Jan Fedder, 61, ist ein Vollblutschauspieler, der sich durch seine Rollen in "Das Boot" oder der ARD-Vorabendserie "Großstadtrevier" sehr großer Beliebtheit beim Fernsehpublikum erfreut. Sein rauer Charme ist fast immer im Einklang zu seiner schnoddrigen Herzlichkeit. Seit fünf Jahren jedoch ist alles anders - seinen Kampf gegen den Krebs hat er jetzt in bewegenden Worten zusammengefasst.

Jan Fedder bleibt tapfer

Im Interview mit "dpa" bekennt der gläubige Schauspieler auf die Frage, ob ihn je etwas an Gott hat zweifeln lassen: "Ja, meine Krankheiten. Das habe ich eigentlich nicht verdient. Ich bin ein grundehrlicher Mensch. Ich lüge nicht, ich hab noch nie jemanden beschissen, gar nix. Mit dem Krebs vor fünf Jahren fing das ganze Dilemma an. Den Glauben an Gott verliert man trotzdem nicht. Aber manchmal denke ich schon: Muss das jetzt auch noch sein? Doch wir kriegen alle mal einen mit vom Leben. Und ich kann eigentlich nicht meckern, denn: Wenn man sich anschaut, wer in diesem Jahr schon alles gestorben ist - und ich bin noch da."
An anderer Stelle sagt der gebürtige Hamburger: "Der wichtigste Preis im Leben ist sowieso Gesundheit.
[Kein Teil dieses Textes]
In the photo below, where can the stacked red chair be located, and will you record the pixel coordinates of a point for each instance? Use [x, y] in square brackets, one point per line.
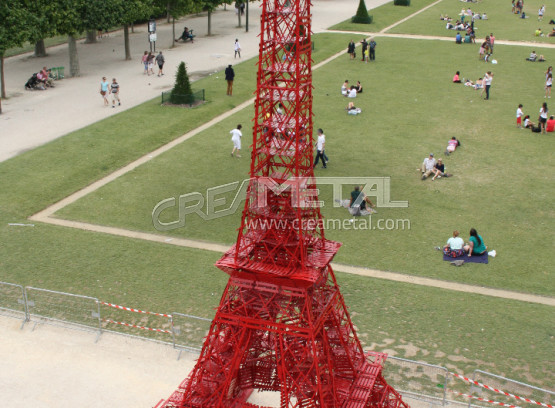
[282, 324]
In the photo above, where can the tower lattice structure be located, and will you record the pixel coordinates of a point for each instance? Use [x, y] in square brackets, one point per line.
[282, 324]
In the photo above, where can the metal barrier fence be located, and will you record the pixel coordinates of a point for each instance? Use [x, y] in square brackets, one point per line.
[83, 311]
[12, 301]
[423, 381]
[169, 97]
[430, 384]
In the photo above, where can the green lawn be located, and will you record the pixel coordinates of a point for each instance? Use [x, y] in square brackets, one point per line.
[501, 22]
[487, 166]
[502, 186]
[383, 16]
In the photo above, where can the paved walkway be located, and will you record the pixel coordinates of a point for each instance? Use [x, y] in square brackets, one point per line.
[30, 119]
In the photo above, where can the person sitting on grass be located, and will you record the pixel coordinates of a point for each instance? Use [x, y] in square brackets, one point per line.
[528, 124]
[439, 170]
[533, 57]
[357, 87]
[360, 202]
[345, 88]
[475, 245]
[428, 166]
[454, 247]
[550, 125]
[352, 109]
[452, 145]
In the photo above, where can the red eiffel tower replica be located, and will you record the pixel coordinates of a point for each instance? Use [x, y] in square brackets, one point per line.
[282, 324]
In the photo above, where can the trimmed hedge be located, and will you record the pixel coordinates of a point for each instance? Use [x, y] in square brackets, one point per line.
[362, 16]
[362, 20]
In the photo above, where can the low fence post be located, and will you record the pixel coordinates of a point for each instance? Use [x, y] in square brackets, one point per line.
[14, 301]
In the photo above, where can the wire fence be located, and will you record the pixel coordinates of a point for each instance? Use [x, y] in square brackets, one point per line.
[175, 99]
[425, 384]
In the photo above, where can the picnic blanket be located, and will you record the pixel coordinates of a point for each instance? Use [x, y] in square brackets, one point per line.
[355, 211]
[472, 259]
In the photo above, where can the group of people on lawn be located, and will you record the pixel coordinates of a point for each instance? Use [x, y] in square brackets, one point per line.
[456, 247]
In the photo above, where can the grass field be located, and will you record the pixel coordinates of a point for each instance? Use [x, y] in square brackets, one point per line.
[501, 22]
[361, 146]
[502, 186]
[383, 17]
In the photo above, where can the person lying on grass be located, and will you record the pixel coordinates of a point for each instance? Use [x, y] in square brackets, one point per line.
[439, 170]
[452, 145]
[352, 109]
[454, 247]
[345, 88]
[475, 245]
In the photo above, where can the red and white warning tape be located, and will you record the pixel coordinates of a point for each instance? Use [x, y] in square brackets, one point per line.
[483, 399]
[508, 394]
[137, 327]
[129, 309]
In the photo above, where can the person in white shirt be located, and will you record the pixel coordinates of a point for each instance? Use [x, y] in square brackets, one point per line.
[320, 146]
[488, 78]
[428, 166]
[236, 136]
[454, 247]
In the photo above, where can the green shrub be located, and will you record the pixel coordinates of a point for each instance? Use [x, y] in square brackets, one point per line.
[362, 20]
[362, 16]
[181, 92]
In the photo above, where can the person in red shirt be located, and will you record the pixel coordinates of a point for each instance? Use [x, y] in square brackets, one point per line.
[550, 125]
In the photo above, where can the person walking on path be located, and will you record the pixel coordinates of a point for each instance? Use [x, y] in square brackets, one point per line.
[144, 61]
[229, 76]
[543, 116]
[372, 46]
[104, 84]
[351, 49]
[150, 63]
[160, 61]
[488, 78]
[114, 90]
[548, 85]
[320, 146]
[237, 48]
[236, 136]
[364, 47]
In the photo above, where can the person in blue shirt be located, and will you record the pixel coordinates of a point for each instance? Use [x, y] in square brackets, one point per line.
[475, 244]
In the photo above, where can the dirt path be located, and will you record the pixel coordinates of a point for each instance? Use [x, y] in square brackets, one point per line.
[32, 118]
[47, 216]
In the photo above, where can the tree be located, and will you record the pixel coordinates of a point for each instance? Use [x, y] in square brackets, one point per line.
[362, 16]
[44, 12]
[181, 92]
[209, 6]
[129, 11]
[16, 28]
[175, 9]
[77, 16]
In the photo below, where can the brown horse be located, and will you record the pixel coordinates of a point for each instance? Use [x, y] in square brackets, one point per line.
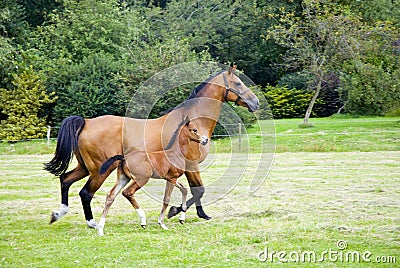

Und ich kämpfe mich so durch, es wird mal ein bisschen besser, dann wird es wieder schlechter."

Nicht viele Freunde, aber eine große Liebe

Außerdem gibt Fedder zu Protokoll: "Viele Freunde habe ich nicht, nicht mehr so wie früher. Aber ich habe einen besten Freund und eine wundervolle Frau - die beiden helfen mir, sind immer für mich da. Mehr sage ich aber nicht zu meinem Privatleben. Nur ein Satz noch dazu: Ich liebe meine Frau heiß und innig, seit 20 Jahren sind wir zusammen, und sie kümmert sich rührend um mich."
Über seine Zeit im Krankenhaus berichtet er: "Wenn man länger im Krankenhaus liegt, hat man viel Zeit zum Nachdenken. Und ich kann für mich sagen: Ich habe alles erreicht und gemacht und getan. Jetzt wünsche ich mir nur noch eine Tüte Gesundheit. Dass ich wieder ein bisschen besser laufen kann und die Stimme besser wird. Aber ich lebe noch - das ist das Wunderbarste von allem. Auch wenn mir jemand die Treppe hochhelfen muss, eines Tages wird es bestimmt wieder besser. Nur wenn ich nicht mehr drehen darf, dann falle ich tot um. Dann ist es vorbei."